Em 2006, Vasconcellos iniciou o BBG, uma iniciativa dedicada a integrar brasileiros na sociedade norte-americana. Em 2013, ajudou a fundar o Conselho de Cidadãos da Flórida. Em 2014 foi feito o primeiro censo sobre brasileiros residentes: entre 1.276 entrevistados, a maioria saiu do sudeste (principalmente Minas Gerais e São Paulo) e se instalou no condado de Broward, é adulto (28% na casa dos 36-45 anos, 27% entre 46-55 anos), casado (68%), autônomo com ensino médio e/ou superior, com renda renda familiar anual de US$ 36 a 55 mil, green card ou status de cidadão norte-americano. A maioria se declara democrata, mas não é registrada para votar nas eleições estadunidenses.

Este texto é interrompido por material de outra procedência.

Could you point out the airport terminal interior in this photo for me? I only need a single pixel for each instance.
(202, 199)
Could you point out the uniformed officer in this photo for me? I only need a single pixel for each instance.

"Vive-se bem aqui na Flórida", diz Vasconcellos. "Quero dizer no sentido prático da palavra: tem escola, hospital, trabalho. Foi um 'acaso' demográfico e econômico a concentração de brasileiros aqui. É um clima bom, muita gente falando português e espanhol. Não é gente iletrada — não quero dizer 'analfabeto', quero dizer que tem certa escolaridade, que busca de um estilo de vida: ser feliz, acordar e trabalhar honestamente."
Nos tempos de universidade no Rio, Vasconcellos teve aula com o jurista Haroldo Valadão (1901-1987), que disse uma frase jamais esquecida: "brasileiro nato é quem nasce brasileiro".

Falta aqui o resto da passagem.